|Computer Graphics TU Braunschweig|
In this last part of this post I want to show you some applications for our HMD. Foveated Rendering This is an example approach for foveated rendering in order to save render time. We render the left and right view using different resolutions. Only the foveal region gets the highest acuity. We then blend between the regions to achieve a a smooth image.
Here we also lower saturation in the non-foveal region. It doesnt save render time but it shows that you could do every perceptual effect you need, for example to simulate functional defects of the eye. Accomodation Simulation
The next application is accomodation simulation. We achive that by adding depth of field to the computed distance of the gaze vector. To show the effect here we overestimated the depth of field effect. For realistic experiences a lower parameter would be used.

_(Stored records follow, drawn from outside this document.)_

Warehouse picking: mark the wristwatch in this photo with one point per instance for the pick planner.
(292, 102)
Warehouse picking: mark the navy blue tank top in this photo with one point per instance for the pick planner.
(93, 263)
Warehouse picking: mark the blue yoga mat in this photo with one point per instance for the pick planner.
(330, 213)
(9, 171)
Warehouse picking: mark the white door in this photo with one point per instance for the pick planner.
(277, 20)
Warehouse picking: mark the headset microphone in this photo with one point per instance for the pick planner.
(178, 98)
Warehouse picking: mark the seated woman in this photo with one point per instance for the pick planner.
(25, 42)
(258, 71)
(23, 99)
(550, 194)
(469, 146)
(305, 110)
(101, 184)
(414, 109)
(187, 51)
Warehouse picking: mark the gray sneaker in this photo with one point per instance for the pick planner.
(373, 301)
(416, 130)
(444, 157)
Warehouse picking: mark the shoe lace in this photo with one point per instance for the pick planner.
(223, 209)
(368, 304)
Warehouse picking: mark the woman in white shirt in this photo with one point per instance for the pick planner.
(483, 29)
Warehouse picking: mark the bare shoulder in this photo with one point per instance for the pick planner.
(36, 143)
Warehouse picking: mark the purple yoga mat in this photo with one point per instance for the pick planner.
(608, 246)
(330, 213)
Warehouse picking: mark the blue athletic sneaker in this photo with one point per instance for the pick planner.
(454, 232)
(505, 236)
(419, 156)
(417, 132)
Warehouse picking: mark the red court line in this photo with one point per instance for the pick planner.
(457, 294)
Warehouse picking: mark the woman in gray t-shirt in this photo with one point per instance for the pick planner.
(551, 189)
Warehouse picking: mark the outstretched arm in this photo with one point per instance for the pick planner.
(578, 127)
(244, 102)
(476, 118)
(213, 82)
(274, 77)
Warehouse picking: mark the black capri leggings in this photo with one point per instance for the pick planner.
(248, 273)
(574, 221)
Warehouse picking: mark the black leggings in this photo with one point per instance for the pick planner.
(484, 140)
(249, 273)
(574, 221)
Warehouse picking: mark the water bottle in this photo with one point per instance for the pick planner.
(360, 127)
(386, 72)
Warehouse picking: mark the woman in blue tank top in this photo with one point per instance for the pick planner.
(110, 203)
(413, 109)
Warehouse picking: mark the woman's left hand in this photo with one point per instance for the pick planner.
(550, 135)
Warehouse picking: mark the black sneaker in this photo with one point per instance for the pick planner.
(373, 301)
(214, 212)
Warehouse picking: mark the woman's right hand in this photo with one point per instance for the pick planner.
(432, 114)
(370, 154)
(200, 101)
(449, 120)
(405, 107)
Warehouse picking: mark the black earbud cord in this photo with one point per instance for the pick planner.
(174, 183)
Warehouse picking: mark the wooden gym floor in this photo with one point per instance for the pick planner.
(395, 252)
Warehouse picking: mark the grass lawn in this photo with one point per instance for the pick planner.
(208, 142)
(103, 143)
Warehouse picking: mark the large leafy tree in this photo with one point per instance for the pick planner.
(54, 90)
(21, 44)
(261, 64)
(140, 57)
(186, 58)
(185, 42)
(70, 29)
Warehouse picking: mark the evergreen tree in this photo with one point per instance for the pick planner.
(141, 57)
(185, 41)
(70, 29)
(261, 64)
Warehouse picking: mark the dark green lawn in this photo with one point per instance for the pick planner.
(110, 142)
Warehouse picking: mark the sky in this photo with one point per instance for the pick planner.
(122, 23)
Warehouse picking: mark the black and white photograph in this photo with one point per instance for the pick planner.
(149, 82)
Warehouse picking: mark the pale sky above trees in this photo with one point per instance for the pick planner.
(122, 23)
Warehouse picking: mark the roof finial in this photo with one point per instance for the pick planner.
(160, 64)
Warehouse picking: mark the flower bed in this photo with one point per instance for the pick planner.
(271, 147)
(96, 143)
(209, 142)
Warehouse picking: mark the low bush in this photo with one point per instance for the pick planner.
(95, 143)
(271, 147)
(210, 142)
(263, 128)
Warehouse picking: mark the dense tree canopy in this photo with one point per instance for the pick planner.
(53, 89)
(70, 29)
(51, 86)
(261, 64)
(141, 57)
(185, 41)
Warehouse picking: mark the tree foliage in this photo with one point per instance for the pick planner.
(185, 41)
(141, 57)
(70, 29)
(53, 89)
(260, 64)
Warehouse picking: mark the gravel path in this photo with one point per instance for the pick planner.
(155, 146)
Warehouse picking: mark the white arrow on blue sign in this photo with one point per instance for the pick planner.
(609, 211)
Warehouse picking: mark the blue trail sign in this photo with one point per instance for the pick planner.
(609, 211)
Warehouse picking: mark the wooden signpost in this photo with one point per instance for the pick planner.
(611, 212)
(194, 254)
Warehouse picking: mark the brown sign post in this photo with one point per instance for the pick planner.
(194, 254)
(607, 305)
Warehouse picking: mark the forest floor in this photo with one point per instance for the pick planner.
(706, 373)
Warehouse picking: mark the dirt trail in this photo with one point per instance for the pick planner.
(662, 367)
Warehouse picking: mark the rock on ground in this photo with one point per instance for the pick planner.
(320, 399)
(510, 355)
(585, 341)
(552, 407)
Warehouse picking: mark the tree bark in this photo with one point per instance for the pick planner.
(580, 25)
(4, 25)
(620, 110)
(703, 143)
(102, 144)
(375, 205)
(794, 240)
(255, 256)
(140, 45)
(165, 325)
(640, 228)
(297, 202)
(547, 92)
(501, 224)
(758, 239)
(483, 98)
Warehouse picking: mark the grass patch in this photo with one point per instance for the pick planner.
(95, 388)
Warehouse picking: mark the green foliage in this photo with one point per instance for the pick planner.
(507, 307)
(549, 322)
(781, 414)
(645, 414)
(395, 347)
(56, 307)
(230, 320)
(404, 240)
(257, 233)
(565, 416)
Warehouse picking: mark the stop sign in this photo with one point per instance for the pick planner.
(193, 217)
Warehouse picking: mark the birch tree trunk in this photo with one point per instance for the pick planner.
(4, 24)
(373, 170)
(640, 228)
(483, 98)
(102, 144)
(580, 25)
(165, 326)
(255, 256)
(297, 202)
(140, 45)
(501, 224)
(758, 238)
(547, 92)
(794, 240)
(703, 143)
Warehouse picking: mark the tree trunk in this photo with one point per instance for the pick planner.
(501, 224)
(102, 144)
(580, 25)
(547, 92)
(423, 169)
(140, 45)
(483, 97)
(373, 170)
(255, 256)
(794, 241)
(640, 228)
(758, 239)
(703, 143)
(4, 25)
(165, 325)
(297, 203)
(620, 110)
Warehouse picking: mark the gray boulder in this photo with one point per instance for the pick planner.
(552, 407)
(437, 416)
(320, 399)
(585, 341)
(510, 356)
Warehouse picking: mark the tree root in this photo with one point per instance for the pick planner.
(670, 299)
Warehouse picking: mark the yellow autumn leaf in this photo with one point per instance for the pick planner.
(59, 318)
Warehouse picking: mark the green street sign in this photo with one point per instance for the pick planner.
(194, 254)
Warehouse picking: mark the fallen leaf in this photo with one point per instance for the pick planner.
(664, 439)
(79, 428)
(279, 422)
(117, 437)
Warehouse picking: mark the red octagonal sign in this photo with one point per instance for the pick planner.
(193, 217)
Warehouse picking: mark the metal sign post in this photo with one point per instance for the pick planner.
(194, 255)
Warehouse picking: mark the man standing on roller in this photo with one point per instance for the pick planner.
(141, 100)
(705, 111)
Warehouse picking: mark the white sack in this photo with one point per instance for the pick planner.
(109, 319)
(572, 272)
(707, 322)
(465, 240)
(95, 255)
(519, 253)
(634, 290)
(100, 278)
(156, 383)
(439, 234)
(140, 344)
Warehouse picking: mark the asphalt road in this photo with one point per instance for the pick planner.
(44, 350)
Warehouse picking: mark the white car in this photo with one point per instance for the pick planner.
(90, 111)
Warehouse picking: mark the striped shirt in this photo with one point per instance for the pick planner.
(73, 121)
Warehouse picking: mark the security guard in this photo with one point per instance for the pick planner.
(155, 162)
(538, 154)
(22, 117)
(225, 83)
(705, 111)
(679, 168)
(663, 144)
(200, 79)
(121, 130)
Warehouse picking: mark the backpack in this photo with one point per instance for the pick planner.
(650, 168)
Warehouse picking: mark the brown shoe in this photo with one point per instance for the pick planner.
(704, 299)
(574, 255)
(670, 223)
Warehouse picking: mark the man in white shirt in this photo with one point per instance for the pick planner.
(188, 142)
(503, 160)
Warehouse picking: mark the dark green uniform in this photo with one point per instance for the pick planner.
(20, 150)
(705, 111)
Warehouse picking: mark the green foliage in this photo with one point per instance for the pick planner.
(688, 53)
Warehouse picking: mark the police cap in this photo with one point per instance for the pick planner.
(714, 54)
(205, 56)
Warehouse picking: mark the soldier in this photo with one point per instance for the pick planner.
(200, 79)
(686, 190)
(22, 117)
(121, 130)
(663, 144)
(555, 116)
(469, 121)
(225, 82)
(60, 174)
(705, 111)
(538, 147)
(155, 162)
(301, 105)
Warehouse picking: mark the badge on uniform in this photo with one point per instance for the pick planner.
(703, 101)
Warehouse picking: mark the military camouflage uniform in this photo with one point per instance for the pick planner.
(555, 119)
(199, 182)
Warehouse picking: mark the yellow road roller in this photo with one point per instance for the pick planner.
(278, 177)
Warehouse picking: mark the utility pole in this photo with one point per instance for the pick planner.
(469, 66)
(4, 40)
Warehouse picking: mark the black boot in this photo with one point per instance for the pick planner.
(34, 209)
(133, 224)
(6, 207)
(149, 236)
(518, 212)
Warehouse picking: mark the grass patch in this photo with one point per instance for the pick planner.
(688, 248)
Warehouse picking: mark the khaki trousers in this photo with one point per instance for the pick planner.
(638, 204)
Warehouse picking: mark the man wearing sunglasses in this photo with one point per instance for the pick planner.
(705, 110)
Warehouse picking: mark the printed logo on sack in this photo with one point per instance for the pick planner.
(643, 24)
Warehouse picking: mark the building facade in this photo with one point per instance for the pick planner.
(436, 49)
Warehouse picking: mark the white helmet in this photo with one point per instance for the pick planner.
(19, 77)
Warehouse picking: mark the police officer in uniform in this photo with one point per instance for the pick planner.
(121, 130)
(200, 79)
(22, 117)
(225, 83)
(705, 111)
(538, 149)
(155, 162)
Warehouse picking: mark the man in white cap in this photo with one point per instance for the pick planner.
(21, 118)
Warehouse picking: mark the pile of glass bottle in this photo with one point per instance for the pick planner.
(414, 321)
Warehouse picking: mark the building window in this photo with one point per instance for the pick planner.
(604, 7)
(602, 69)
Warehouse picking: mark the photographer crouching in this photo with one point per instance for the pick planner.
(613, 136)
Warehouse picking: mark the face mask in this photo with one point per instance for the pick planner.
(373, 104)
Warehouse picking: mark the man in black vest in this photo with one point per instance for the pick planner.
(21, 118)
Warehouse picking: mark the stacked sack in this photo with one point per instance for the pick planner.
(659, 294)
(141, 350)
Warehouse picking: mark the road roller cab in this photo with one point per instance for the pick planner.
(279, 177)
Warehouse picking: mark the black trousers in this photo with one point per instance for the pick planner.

This is another example for accomodation where we added the gaze-vector visually in order to show where the user was looking at. As you can see the user is able to adapt focus for arbitrary distances. It creates an interesting effect and wouldnt be possible without gaze-tracking. Avatar Animation and Telepresence Here you can see real-time avatar animation with gaze-control. This enables deeper immersion and a higher degree of self-expression and and could be used for realistic games or social games, for training applications and for telepresence functionality.
The guy looks a bit sleepy, but it is probably the case that I‘m just not a good artist when it comes to facial animation :-) User Studies and Gaze Analysis in Panoramic Videos The gaze-tracking of course also allows more traditional tasks like user studies, but now in an immersive context. In this example we‘ve recorded gaze data while watching a video in the HMD. In real-time we can visualize the foveal region using a color coded heat-map.
Based on the previous idea we implemented a new framework for gaze analysis of immersive video, which helps to gain insight about attention in VR videos. This is work from our group which is currently being presented at the eye-tracking on visualization workshop in Chicago from my collegue Thomas Löwe. For the shown 360 video we recorded head tracking and gaze data and based on that we derive a multidimensional scaling view, which are the curves in the lower video. If the curves are close together the users have seen the same things, otherwise different things. So this tool can help for analysis and improving storytelling in VR video.
You have seen some applications, however I think we barely scratched the surface yet.